Change is coming to the lakebed and waters of the Great Lakes. Two more units of the National Marine Sanctuary system are on deck for federal approval. The question is whether Michigan will take additional steps to protect its own Great Lakes lakebed and waters.
Administered by the National Oceanic and Atmospheric Administration (NOAA), a federal agency, the sanctuaries are described as a network of underwater parks encompassing more than 629,000 square miles of marine and Great Lakes waters. Michigan became the first Great Lakes state to host a sanctuary when the Thunder Bay National Marine Sanctuary off Alpena was designated in 2000. The primary rationale for the park is the abundance of historic shipwrecks that lie in the area’s waters, known as Shipwreck Alley.
Although local residents were initially skeptical about the value of a sanctuary, acceptance has grown. Thunder Bay has become a magnet for tourism and an important site for environmental education.
Now there are two new Great Lakes marine sanctuaries. The Wisconsin Shipwreck Coast sanctuary (designated in 2021) protects 36 historic shipwreck sites and the Lake Ontario sanctuary (2024) protects both shipwrecks and underwater archaeological sites in eastern Lake Ontario offshore of the State of New York. Designation of a Lake Erie sanctuary is in progress.

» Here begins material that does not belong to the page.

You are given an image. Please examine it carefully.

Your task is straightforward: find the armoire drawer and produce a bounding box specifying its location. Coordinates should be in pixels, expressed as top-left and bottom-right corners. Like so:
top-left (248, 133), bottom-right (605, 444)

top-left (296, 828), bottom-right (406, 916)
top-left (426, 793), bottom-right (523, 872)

As this history implies, the bottomlands of the Great Lakes and the waters above them are public trust resources that cannot be privately owned. Governments have an affirmative duty to protect them.
Michigan has also established a system of underwater preserves of its own, protecting 7,200 square miles of lakebed and safeguarding shipwrecks. But there is little to no funding for the program, and much of the effort to monitor the preserves is the result of volunteer work.
The question is whether Michigan and/or the federal government should extend protection of public trust bottomlands through an expanded sanctuary and/or preserve program. Significant geological, biological, environmental and archaeological resources, including indigenous sites, are known to exist on lakebed that was above water millennia ago. It’s an issue worth exploring.